Het antwoord op de vraag

Rechtbank 's-Gravenhage 14 september 2011, HA ZA 09-2109 (Sun Garden GmbH tegen Garden Impressions B.V.)

Met gelijktijdige dank aan Niels Mulder, DLA Piper. www.dlapiper.nl

Modelrecht. Gemeenschapsmodelrecht. Sun Garden is rechthebbende op model "Model 6051" Garden Impressions houdt zich bezig met handel in Tuinmeubilair en biedt "de Menorca" aan. Landgericht Düsseldorf oordeelt dat "de Menorca" inbreuk maakt op het modelrecht en heeft inbreukverbod en (grotendeels) nevenvorderingen toegewezen.

De reconventionele vordering van Garden Impressions is, na een serie lange overwegingen ex 87 GModVo en EEX-Vo niet-ontvankelijk (r.o. 4.14), verzoek prejudiciële vragen te stellen wordt (nog) niet concreet behandeld (4.18 en 4.19) standpunten t.a.v. de inbreukvraag dienen nader te worden toegelicht door partijen (r.o. 4.19), geen schorsing vanwege aanhangig zijnde nietigheidsprocedure bij het OHIM (r.o. 4.20), erkenning van de Duitse vonnissen wortdt aangehouden ex art. 53 lid 1 EEX-Vo (4.21)

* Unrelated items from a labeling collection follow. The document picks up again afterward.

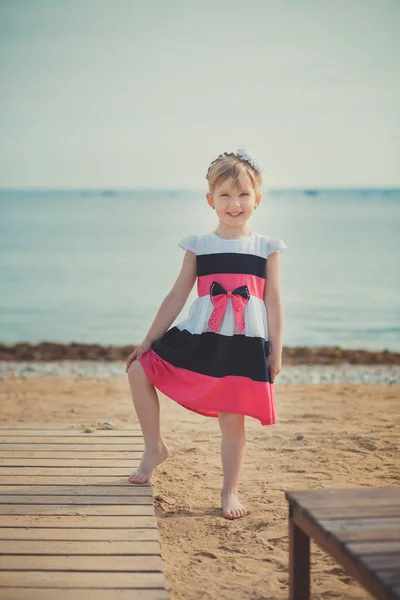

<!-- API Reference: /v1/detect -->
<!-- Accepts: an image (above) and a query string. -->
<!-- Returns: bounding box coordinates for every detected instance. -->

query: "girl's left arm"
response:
[264,252,283,381]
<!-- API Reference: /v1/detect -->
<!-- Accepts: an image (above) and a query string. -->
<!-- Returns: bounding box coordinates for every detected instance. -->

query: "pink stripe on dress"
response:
[197,273,265,298]
[140,350,276,425]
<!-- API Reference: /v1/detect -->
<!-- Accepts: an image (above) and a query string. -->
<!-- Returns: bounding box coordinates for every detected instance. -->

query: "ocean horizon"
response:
[0,188,400,351]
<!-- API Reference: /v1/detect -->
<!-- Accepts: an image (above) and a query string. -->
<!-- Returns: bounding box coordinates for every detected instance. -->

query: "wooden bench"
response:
[286,487,400,600]
[0,423,167,600]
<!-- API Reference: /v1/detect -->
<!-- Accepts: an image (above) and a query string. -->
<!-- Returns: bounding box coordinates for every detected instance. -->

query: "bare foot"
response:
[129,444,168,483]
[221,492,247,519]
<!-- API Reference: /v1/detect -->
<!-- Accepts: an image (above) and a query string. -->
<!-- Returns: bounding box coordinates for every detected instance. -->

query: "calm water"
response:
[0,190,400,350]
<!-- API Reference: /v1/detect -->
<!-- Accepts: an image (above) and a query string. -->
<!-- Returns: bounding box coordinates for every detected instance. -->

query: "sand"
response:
[0,377,400,600]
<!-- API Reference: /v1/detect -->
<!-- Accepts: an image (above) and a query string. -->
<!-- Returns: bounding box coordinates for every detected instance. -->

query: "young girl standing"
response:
[126,150,287,519]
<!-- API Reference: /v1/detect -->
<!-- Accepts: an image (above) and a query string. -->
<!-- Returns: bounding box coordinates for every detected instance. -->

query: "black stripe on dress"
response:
[151,327,270,382]
[197,252,267,279]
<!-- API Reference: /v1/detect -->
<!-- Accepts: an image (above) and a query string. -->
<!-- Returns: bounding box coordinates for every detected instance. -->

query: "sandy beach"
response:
[0,368,400,600]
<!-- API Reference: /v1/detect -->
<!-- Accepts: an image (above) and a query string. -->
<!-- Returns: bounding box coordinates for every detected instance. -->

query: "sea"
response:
[0,189,400,351]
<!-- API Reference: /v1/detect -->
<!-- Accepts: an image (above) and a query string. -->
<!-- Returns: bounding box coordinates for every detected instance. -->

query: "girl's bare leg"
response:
[218,413,247,519]
[128,360,168,483]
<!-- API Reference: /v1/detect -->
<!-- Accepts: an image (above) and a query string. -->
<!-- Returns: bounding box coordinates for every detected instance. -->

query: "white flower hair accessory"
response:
[232,148,263,174]
[206,148,264,179]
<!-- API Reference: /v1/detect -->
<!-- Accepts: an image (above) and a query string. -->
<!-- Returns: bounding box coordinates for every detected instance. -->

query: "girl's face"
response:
[206,180,261,227]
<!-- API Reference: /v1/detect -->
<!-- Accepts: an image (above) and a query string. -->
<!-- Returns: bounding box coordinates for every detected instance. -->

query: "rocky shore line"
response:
[0,342,400,366]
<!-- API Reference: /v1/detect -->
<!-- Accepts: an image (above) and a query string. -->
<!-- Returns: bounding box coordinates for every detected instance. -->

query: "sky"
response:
[0,0,400,190]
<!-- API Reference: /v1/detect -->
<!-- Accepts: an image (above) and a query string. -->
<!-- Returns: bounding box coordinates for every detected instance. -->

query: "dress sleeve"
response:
[178,234,197,254]
[267,238,287,255]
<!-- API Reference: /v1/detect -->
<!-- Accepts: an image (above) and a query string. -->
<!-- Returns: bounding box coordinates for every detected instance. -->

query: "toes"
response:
[129,473,149,483]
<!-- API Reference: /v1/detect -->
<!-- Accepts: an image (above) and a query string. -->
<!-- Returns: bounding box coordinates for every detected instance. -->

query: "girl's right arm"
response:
[126,250,197,371]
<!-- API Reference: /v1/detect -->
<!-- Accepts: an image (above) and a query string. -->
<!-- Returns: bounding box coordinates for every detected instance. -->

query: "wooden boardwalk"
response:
[286,487,400,600]
[0,423,168,600]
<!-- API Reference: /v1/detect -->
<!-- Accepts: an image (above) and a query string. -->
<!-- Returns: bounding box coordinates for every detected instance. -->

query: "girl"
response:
[126,150,287,519]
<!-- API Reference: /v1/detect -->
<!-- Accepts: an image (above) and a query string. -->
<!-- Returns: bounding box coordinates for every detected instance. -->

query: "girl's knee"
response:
[218,412,244,433]
[127,360,144,382]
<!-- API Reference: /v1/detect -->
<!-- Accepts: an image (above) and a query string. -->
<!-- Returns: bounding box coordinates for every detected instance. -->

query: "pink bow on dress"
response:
[208,281,250,333]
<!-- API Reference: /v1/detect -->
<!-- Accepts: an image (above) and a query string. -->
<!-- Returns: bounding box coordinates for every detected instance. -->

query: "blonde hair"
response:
[206,152,262,193]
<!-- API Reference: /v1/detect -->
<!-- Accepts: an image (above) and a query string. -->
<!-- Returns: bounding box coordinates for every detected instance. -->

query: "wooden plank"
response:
[304,503,400,519]
[0,444,141,458]
[0,421,140,431]
[0,463,134,478]
[0,480,152,494]
[286,487,400,508]
[0,428,142,436]
[0,540,161,552]
[290,504,396,600]
[0,434,143,447]
[0,425,167,600]
[0,515,157,529]
[0,458,143,468]
[0,556,162,568]
[0,502,155,516]
[319,517,400,542]
[0,478,144,494]
[361,552,400,572]
[0,518,160,542]
[0,587,168,600]
[0,571,164,588]
[0,496,153,506]
[346,540,400,556]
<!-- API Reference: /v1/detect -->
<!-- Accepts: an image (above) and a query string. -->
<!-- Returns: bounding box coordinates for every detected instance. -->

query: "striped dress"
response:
[140,232,287,425]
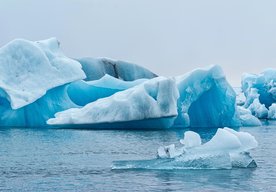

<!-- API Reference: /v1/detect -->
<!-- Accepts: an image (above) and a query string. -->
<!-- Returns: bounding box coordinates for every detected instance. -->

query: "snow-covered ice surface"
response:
[0,38,86,127]
[242,69,276,119]
[0,38,86,109]
[0,38,270,129]
[112,128,258,169]
[47,77,179,128]
[67,74,147,106]
[77,58,157,81]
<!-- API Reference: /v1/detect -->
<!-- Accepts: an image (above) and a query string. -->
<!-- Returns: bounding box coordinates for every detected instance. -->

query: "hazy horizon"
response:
[0,0,276,86]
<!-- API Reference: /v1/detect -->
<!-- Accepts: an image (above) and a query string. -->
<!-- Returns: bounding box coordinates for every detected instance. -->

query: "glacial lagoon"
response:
[0,121,276,192]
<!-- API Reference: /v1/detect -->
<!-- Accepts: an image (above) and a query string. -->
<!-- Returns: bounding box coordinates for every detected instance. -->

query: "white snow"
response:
[47,77,179,125]
[0,38,86,109]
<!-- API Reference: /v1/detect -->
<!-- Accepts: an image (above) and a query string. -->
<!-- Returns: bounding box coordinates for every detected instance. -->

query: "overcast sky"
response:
[0,0,276,86]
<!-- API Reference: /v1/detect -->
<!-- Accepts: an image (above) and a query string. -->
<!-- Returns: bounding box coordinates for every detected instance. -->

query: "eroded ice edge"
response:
[112,128,258,170]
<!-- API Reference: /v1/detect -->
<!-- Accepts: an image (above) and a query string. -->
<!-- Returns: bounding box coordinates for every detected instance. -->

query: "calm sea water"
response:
[0,122,276,192]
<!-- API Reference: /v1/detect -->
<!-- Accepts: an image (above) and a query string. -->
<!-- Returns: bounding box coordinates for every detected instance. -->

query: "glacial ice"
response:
[175,65,240,127]
[237,106,262,127]
[67,74,146,106]
[0,38,86,127]
[242,69,276,119]
[0,38,85,109]
[112,128,258,169]
[0,38,268,128]
[267,103,276,120]
[47,77,179,128]
[78,58,157,81]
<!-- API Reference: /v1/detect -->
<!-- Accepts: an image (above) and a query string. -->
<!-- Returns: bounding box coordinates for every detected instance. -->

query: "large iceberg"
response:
[175,65,240,127]
[47,77,179,129]
[242,69,276,119]
[0,38,85,109]
[77,58,157,81]
[112,128,258,169]
[0,38,260,128]
[67,74,147,106]
[0,38,86,126]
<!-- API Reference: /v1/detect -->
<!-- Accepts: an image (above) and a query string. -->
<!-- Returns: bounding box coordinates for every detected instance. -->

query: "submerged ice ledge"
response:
[112,128,258,170]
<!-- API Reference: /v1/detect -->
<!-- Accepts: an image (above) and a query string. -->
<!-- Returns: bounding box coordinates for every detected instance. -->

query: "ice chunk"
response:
[112,128,258,169]
[180,131,201,148]
[78,58,157,81]
[175,65,240,127]
[242,69,276,108]
[48,77,179,128]
[248,98,268,119]
[0,85,78,127]
[268,103,276,119]
[68,74,146,106]
[237,106,262,126]
[0,38,85,109]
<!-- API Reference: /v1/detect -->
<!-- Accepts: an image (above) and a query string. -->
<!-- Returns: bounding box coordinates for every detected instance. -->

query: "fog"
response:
[0,0,276,86]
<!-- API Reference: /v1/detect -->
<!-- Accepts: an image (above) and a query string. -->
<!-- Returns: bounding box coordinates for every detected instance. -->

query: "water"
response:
[0,124,276,192]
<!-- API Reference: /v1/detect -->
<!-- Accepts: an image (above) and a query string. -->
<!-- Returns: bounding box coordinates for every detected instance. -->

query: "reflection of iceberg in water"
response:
[112,128,258,169]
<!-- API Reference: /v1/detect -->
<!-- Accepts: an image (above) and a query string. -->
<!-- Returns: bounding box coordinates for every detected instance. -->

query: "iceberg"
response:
[77,58,157,81]
[47,77,179,129]
[112,128,258,170]
[242,69,276,119]
[67,74,147,106]
[267,103,276,120]
[174,65,241,127]
[0,38,86,126]
[237,106,262,127]
[0,38,260,129]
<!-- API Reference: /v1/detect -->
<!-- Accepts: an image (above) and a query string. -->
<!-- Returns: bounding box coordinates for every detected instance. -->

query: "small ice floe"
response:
[112,128,258,169]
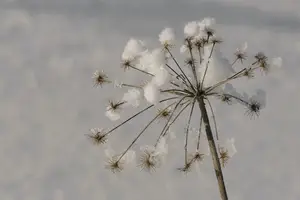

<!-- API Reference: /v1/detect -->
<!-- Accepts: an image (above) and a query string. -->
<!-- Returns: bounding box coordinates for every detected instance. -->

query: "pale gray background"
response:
[0,0,300,200]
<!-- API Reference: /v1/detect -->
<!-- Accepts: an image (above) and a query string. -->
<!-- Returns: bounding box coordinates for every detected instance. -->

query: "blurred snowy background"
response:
[0,0,300,200]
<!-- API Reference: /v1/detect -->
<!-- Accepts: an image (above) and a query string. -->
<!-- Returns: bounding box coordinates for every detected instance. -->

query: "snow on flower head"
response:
[198,17,216,37]
[198,46,234,87]
[138,48,166,74]
[122,38,145,60]
[159,28,175,46]
[105,101,125,121]
[144,82,159,104]
[123,88,141,107]
[152,66,169,87]
[184,21,199,37]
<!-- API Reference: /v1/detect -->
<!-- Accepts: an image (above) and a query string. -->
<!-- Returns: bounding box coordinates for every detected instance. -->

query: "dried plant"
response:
[88,18,281,200]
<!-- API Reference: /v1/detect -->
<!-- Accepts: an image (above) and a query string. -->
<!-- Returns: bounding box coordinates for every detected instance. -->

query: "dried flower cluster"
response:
[88,18,281,199]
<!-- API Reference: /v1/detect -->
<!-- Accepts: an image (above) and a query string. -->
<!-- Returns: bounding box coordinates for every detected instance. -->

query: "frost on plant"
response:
[88,18,282,200]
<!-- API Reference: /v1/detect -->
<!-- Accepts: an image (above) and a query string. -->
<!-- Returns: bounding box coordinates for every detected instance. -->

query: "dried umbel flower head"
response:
[87,128,107,145]
[105,156,124,173]
[219,147,230,167]
[93,70,111,87]
[158,108,172,119]
[138,149,160,172]
[89,18,281,200]
[246,100,262,118]
[177,162,193,174]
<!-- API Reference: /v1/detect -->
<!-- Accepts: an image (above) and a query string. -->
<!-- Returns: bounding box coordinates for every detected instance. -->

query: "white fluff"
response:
[122,88,141,107]
[122,38,146,60]
[152,66,169,87]
[159,28,175,45]
[105,109,121,121]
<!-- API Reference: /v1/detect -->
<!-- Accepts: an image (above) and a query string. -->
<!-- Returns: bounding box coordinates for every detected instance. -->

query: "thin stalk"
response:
[162,100,191,136]
[117,102,178,162]
[105,97,179,136]
[206,99,219,140]
[197,47,202,64]
[197,96,228,200]
[166,63,189,87]
[219,94,249,106]
[205,64,259,92]
[200,43,216,91]
[184,98,196,164]
[166,48,196,91]
[121,83,142,89]
[197,115,203,150]
[155,96,187,147]
[188,41,199,87]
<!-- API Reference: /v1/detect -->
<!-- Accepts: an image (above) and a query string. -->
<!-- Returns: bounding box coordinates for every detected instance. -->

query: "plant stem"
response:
[197,96,228,200]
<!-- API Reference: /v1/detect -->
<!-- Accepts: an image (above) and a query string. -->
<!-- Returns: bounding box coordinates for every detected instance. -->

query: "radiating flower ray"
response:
[87,18,282,200]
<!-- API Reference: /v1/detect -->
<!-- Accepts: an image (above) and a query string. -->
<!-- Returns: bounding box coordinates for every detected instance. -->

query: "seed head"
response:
[254,52,268,63]
[138,149,159,172]
[234,49,247,64]
[107,100,125,111]
[158,109,171,119]
[93,70,111,87]
[204,27,215,38]
[219,147,230,167]
[87,128,107,145]
[220,94,232,105]
[243,68,254,79]
[121,60,132,71]
[191,152,204,162]
[246,99,261,118]
[177,162,192,174]
[184,58,196,66]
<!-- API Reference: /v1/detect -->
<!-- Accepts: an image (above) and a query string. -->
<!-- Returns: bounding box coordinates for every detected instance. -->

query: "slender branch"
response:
[121,83,142,89]
[197,96,228,200]
[206,98,219,140]
[162,100,191,136]
[166,63,189,87]
[155,96,187,146]
[188,40,198,90]
[205,64,259,92]
[218,94,249,106]
[105,97,179,136]
[197,115,203,150]
[197,46,202,64]
[160,89,193,95]
[184,98,196,164]
[200,43,216,91]
[166,47,196,91]
[117,102,176,162]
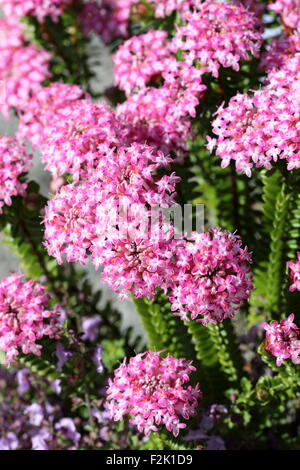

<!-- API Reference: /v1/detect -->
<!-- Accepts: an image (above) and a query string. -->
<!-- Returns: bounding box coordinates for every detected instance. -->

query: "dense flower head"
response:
[0,274,59,363]
[172,0,262,77]
[79,0,137,43]
[41,100,119,181]
[90,143,180,207]
[263,314,300,366]
[17,83,84,147]
[107,351,200,436]
[0,0,72,23]
[0,137,32,214]
[113,30,174,95]
[261,33,300,72]
[44,181,102,265]
[269,0,300,31]
[116,87,192,156]
[147,0,192,18]
[169,228,252,325]
[0,44,51,117]
[0,16,24,51]
[208,56,300,176]
[91,218,178,299]
[287,251,300,291]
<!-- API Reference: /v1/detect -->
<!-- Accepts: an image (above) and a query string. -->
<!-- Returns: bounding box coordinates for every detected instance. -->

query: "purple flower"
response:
[55,418,81,447]
[31,428,52,450]
[0,432,19,450]
[16,369,30,395]
[24,403,44,426]
[92,344,104,374]
[82,316,101,342]
[55,343,72,372]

4.14. Het voorgaande leidt tot de conclusie dat Garden Impressions niet in haar vordering tot nietigverklaring van Model 6051 kan worden ontvangen. De rechtbank zal daarom in deze procedure uitgaan van de geldigheid van dat model.

4.19. Naar het oordeel van de rechtbank kan het antwoord op de vraag naar de territoriale werking van de Duitse inbreukbeslissing evenmin (alleen) worden gevonden in de al dan niet toepasselijkheid van artikel 33 EEX-Vo. Ook hier geldt dat indien die beslissing in andere landen wordt erkend, de vraag blijft bestaan wat de territoriale reikwijdte is van de inbreukbeslissing in dat Duitse vonnis. Het antwoord op die vraag moet worden gevonden in de uitleg van artikel 83 lid 2 GModVo. Naar het oordeel van de rechtbank bestaat daarover geen duidelijkheid en zouden prejudiciële vragen terzake gerechtvaardigd zijn. Voorwaarde voor het stellen van prejudiciële vragen is echter dat het antwoord op de vraag van belang is voor de beslissing van het onderhavige geschil. Dat is alleen aan de orde indien de rechtbank terzake van de inbreukvraag tot een ander oordeel zou komen dan de Duitse rechter. De rechtbank ziet daarom aanleiding alvorens verder te beslissen de zaak te verwijzen naar de rol voor het bepalen van een datum van een comparitie van partijen waar partijen hun standpunten ten aanzien van de inbreukvraag nader kunnen toelichten, zodat de rechtbank zich omtrent de inbreukvraag een oordeel kan vormen.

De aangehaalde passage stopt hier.